"This is very likely to be the LM to land on the moon - it should be"
Apollo 11 Grumman Lunar Module Eagle (LM-5)
Handwritten Construction and Testing Log Book. An October 11 to
November 14, 1968, log containing thirty-four handwritten
single-sided 8" by 11" pages in a binder. This log is particularly
rich in historical notations surrounding astronaut liaison/test
pilot Tom Attridge's Law - "Better is the enemy of best" - with
regard to the "newer, better" radar system used to replace a "best"
system, which had already tested perfectly, and how the "better"
radar's electrical problems, combined with a floor waxing delay,
interrupted a more intensive study of a transient Master Alarm
problem (with the radar, as recorded in these pages, suspected of
triggering false warning lights). Nine months later, a recurrence
of this problem almost aborted the first moon landing. This log
records some unusual (and even occasionally humorous) on-site
entries, by Apollo engineers, memorializing some demands of
constructing LM-5 (Eagle), the first ship to land a crew on
the moon. Entries are recorded in their original print and script,
and sometimes (as on 10/15 and 11/13/1968) in their fingerprinted
ink smudges. This is one of Apollo 11's most unusual and
fascinating time capsules. This log is the original first draft of
history, maintained in its original condition and page sequence. It
was cross-referenced with LM-5 engineer interviews, by Charles
Pellegrino and Joshua Stoff during the writing of Chariots for
Apollo: The Making of the Lunar Module (a basis for the
"Spider" episode of Tom Hanks' HBO mini-series From the Earth to
the Moon). Very fine.
October 11-14, 1968, The log opens with the "newer, better" LR (Landing Radar) locking up on its own signal.
October 15: Progress is reported to Al Beauregard (whose little girl's picture, forever in shade, sits safely in the LM-5 descent stage's equipment bay). A day later, progress is halted when problems develop obtaining a replacement LR.
October 17-18: Ross Fleisig (in charge of LM-5) requests new tests for swapping LRAA (LR Antenna Assembly) from another LM. This develops into extended problems with damaged equipment, creating conflicts between GAEC (Grumman) Quality Control (QC) and NASA: "New NASA man came on job. Other NASA man did not inform us he was leaving but had given GAEC QC the go ahead to perform test. New NASA man refused to stamp off test performed under go ahead by previous NASA man. Requested he verify previous steps (prep, switch positions, cooling unit turn-on) - he refused to perform this 10 minutes of work. After arguing to no avail and calling his boss it was decided to continue testing at step at which new NASA man came on job and try to get GAEC QC man to chase around for [old] NASA man who should have bought off steps before leaving for home." Note: The Lunar Modules were being built under a 24/7 schedule, and GAEC/NASA engineers were continually at the edge of exhaustion. As Fleisig once put it, "We went years without joining the family for dinner, and missed our children growing up." As in the example above, sometimes this tension shows up in the construction log.
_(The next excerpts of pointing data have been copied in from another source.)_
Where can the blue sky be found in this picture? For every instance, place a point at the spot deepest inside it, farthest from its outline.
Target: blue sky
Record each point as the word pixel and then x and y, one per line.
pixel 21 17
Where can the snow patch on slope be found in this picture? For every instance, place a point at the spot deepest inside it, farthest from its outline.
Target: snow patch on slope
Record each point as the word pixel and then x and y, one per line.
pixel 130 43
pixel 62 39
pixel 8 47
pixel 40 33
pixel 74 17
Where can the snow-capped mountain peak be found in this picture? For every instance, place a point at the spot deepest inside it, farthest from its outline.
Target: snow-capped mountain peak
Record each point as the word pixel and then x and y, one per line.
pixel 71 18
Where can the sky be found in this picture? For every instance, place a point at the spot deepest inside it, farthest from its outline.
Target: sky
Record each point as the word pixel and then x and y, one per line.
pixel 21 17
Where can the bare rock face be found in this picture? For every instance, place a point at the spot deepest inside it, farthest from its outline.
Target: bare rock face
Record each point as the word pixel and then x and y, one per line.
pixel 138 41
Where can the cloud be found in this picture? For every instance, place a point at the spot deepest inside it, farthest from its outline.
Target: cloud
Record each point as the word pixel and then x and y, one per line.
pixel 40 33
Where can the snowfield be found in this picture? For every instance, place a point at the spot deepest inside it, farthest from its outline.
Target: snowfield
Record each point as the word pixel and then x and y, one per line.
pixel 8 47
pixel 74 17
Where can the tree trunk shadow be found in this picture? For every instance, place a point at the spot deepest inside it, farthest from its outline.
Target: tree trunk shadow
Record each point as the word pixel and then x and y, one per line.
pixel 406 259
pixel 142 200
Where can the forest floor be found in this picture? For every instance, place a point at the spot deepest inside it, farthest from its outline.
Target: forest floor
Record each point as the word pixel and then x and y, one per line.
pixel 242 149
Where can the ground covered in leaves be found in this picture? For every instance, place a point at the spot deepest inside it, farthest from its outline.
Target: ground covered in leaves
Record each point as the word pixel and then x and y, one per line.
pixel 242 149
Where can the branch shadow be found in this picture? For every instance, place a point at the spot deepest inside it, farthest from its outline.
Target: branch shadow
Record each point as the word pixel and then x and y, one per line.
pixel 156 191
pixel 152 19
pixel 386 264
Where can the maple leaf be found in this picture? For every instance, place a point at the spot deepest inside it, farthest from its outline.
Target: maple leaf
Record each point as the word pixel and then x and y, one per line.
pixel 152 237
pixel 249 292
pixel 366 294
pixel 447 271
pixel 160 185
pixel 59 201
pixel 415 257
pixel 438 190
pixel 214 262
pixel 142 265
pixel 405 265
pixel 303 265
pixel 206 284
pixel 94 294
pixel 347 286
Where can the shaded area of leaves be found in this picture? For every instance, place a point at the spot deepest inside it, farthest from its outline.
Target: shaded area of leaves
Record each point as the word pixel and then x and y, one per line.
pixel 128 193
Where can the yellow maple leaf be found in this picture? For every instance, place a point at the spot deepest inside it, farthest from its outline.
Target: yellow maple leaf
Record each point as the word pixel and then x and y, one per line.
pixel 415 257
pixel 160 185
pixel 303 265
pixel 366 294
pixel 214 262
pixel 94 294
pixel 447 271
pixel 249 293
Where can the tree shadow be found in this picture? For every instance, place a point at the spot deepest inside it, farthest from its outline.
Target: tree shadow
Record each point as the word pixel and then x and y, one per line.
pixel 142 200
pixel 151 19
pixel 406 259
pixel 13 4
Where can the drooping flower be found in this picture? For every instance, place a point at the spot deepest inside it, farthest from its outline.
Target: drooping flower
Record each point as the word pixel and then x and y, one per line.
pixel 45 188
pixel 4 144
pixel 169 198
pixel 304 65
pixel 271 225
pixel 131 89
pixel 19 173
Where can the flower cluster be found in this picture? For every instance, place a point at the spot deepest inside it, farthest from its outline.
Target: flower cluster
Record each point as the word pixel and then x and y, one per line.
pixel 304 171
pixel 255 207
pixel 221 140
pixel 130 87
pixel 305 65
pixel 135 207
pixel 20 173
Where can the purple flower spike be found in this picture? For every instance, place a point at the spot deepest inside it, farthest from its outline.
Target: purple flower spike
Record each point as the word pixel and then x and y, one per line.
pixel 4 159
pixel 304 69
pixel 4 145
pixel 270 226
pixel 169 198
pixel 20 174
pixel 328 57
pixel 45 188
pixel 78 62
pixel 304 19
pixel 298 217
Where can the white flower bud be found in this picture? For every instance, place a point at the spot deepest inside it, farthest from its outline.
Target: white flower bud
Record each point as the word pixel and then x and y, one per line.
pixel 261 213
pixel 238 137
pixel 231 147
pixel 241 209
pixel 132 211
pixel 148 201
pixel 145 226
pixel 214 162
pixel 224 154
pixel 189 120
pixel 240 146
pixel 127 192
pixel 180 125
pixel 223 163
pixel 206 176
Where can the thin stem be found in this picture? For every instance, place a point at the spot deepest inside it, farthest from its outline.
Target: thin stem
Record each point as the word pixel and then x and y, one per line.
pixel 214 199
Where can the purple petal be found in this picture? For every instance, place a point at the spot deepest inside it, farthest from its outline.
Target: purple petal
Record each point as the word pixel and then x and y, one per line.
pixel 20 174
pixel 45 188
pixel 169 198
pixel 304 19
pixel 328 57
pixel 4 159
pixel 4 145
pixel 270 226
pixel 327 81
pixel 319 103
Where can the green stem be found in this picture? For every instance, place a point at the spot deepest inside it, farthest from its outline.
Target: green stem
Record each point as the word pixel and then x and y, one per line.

October 18: A radar wire has charred and an investigation begins into circuits burning when a critical part of LM-5 "blew its cool."
October 20: Question arises - are false warning lights being triggered by the LR?
October 21-22: Ross Fleisig is consulted on progress clearing LR transistor/voltage problems, but they recur a day later and LM-5 is powered down for further investigation - "so we can get started someday!"
October 23: The Master Alarm (the same one that will threaten the actual landing, with a false alert) gives a false alert, in apparent conjunction with LR voltage irregularities. Investigation is interrupted: "Had to leave ACE [monitoring] Room by STE request so porter could wax floor. Waited for floor to dry. Lost tech coverage, NASA and GAEC QC, while floor was drying." The false alert problem becomes a frustratingly unrepeated event, and the problem goes to the moon unresolved. In November, preparatory notes to Ross Fleisig lead up to, "ATTEND CARR MEETING."
November 20: This very last page was copied by LM-5 engineers from the cover of Fleisig's CARR report on LM-5. Reliability Assessment: "Reported failures have gone down from (205 for) LM-3, to (74 for) LM-4, (57 for) LM-5... Significantly improved vehicle... Low [says] this is very likely to be the LM to land on the moon - it should be."